Public Plugin API facade for registering and managing Kreuzberg plugins.

Note: Doctests in this module use example module names like `MyApp.TextNormalizer`
which do not exist. When running tests with this module, use `:doctest` tag to skip
or provide implementation modules with matching names.

This module provides a high-level interface for plugin management, allowing applications
to register, unregister, and list custom plugins that extend Kreuzberg's functionality.

## Plugin Architecture Overview

Kreuzberg's plugin system enables extensibility through pluggable components that integrate
with the document extraction pipeline. Plugins are registered globally and can be accessed
by the main extraction functions to customize behavior without modifying core library code.
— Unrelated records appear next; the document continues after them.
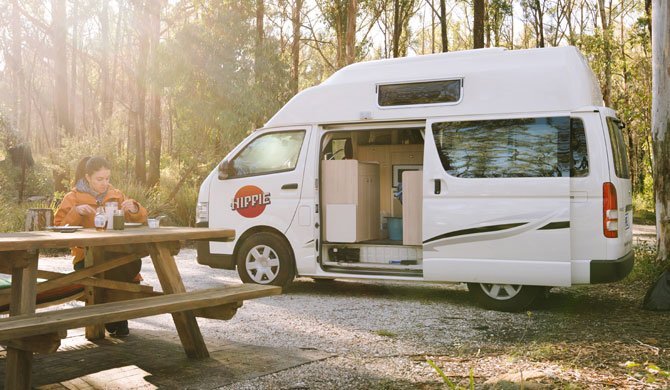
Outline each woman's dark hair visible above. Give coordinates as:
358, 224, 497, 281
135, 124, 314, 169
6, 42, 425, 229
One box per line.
74, 156, 111, 185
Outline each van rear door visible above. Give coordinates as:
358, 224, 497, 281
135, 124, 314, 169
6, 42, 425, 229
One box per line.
600, 108, 633, 259
423, 115, 571, 286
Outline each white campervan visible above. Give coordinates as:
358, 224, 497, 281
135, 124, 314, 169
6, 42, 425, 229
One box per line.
196, 47, 633, 310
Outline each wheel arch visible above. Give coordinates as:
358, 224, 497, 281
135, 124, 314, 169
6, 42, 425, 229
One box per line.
233, 225, 298, 276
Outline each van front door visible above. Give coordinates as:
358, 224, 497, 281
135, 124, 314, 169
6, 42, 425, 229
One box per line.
209, 128, 309, 249
423, 116, 573, 290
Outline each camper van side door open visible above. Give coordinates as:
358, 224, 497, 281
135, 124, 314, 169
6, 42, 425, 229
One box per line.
423, 118, 571, 290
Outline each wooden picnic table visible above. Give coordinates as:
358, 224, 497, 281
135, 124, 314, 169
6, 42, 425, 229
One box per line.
0, 227, 281, 389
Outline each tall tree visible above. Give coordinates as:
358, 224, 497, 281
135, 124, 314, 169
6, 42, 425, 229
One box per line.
130, 0, 152, 183
9, 0, 29, 136
651, 0, 670, 261
100, 0, 112, 119
598, 0, 613, 106
391, 0, 416, 58
472, 0, 486, 49
290, 0, 303, 95
320, 0, 358, 69
147, 0, 162, 186
440, 0, 449, 53
51, 0, 73, 135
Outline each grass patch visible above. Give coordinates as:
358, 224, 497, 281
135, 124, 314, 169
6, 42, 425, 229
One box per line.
373, 329, 398, 339
625, 242, 670, 283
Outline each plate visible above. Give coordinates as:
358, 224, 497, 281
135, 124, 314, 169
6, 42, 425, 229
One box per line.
47, 225, 84, 233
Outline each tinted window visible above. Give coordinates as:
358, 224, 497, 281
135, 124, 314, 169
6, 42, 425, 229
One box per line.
432, 117, 588, 178
377, 80, 461, 107
607, 118, 630, 179
570, 118, 589, 177
230, 131, 305, 176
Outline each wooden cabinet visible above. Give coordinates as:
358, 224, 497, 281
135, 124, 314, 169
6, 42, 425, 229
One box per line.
321, 160, 380, 242
402, 171, 423, 245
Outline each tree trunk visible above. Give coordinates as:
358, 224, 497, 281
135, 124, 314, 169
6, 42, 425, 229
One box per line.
100, 0, 112, 120
254, 0, 265, 77
51, 0, 72, 135
440, 0, 449, 53
291, 0, 303, 95
9, 0, 25, 135
68, 0, 78, 132
135, 0, 151, 183
472, 0, 485, 49
598, 0, 612, 107
344, 0, 358, 65
651, 0, 670, 261
535, 0, 545, 47
147, 1, 162, 186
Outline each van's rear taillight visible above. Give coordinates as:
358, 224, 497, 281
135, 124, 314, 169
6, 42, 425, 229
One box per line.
603, 182, 619, 238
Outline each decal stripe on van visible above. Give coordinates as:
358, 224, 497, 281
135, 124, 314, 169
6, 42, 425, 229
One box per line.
423, 222, 528, 244
423, 221, 570, 244
538, 221, 570, 230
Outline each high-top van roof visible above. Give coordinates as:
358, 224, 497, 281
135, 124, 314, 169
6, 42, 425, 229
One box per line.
265, 46, 603, 127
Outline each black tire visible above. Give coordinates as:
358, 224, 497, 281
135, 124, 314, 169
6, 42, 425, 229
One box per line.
236, 232, 295, 289
468, 283, 545, 312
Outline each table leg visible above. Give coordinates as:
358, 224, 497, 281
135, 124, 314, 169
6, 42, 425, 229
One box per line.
149, 243, 209, 359
5, 251, 38, 389
84, 247, 105, 340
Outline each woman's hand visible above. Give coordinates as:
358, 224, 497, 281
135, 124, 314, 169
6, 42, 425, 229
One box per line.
74, 204, 95, 216
121, 199, 140, 214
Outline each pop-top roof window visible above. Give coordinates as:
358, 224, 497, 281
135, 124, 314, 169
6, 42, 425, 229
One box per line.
377, 79, 462, 107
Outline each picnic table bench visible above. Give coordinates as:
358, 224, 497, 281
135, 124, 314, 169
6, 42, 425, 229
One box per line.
0, 227, 281, 389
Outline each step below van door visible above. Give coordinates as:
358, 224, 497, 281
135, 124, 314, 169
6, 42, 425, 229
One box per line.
209, 127, 310, 250
422, 115, 571, 286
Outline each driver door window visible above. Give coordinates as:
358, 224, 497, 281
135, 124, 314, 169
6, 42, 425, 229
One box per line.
230, 131, 305, 177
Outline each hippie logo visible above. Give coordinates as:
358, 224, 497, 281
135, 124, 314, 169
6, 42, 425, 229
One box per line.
230, 186, 270, 218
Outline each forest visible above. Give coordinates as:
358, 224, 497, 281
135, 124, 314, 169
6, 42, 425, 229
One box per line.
0, 0, 654, 231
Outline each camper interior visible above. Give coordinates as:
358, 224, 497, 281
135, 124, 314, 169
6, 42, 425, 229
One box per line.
320, 124, 424, 276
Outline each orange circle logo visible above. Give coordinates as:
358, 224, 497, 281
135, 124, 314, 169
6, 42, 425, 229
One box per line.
230, 186, 270, 218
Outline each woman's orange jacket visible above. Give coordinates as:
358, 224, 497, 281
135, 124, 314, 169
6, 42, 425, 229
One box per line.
54, 185, 147, 263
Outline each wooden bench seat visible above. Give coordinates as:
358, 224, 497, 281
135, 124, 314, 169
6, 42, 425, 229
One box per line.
0, 284, 281, 341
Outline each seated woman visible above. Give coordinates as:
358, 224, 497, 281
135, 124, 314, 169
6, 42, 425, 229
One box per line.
54, 156, 147, 336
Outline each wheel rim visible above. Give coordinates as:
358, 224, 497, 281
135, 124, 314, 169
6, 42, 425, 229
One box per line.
480, 283, 523, 301
244, 245, 279, 284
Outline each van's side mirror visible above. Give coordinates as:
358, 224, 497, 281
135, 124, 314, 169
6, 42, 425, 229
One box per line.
219, 160, 235, 180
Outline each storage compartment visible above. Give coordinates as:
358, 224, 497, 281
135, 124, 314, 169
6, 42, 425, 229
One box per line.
321, 160, 380, 242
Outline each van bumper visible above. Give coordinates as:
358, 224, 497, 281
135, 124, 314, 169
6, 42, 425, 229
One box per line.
195, 222, 235, 269
591, 251, 635, 284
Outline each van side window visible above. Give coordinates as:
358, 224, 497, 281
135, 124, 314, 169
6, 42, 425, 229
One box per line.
607, 117, 630, 179
570, 118, 589, 177
377, 79, 462, 107
230, 131, 305, 177
432, 116, 588, 178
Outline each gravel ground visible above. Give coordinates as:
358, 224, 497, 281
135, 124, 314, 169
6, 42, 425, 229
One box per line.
35, 227, 670, 389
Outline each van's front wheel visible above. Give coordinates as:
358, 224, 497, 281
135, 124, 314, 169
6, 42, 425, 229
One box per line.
237, 232, 295, 288
468, 283, 544, 311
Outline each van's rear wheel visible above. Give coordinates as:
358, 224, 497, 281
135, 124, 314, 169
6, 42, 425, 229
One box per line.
468, 283, 544, 311
237, 232, 295, 288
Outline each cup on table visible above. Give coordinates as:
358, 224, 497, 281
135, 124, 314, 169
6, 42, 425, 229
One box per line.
105, 202, 119, 230
112, 210, 126, 230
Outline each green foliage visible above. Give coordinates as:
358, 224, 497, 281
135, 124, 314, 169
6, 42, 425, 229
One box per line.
624, 241, 670, 284
426, 359, 475, 390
The architecture follows these principles:
- **Separation of Concerns**: Each plugin type handles a specific responsibility
- **Composability**: Multiple plugins can work together in a pipeline
- **Thread Safety**: All operations are coordinated through a GenServer-based registry
- **Dynamic Registration**: Plugins can be registered/unregistered at runtime
- **Error Isolation**: Plugin failures are caught and reported without crashing the system

## Plugin Types

Kreuzberg supports three main types of plugins:

- **PostProcessor** - Custom processing of extraction results after document analysis
  - Receives extraction result, returns modified result
  - Organized into stages: `:early`, `:middle`, `:late`
  - Can transform, filter, or enrich extracted content

- **Validator** - Custom validation logic for extraction parameters and results
  - Runs before extraction (input validators) or after (result validators)
  - Returns `:ok` or `{:error, reason}`
  - Supports priority ordering for validation sequence

- **OcrBackend** - Custom OCR backend implementations
  - Provides `recognize/2` for text extraction from images
  - Reports supported languages via `supported_languages/0`
  - Can be language-specific or general purpose

## Plugin Lifecycle

The typical plugin lifecycle follows this flow:

1. **Initialization** - Plugin module is defined and loaded
2. **Registration** - Plugin is registered with the plugin registry during app startup
3. **Usage** - Plugin is invoked during extraction with `extract_with_plugins/4`
4. **Processing** - Plugin executes its specific function (validation, processing, OCR)
5. **Shutdown** - Plugin is unregistered when no longer needed (optional)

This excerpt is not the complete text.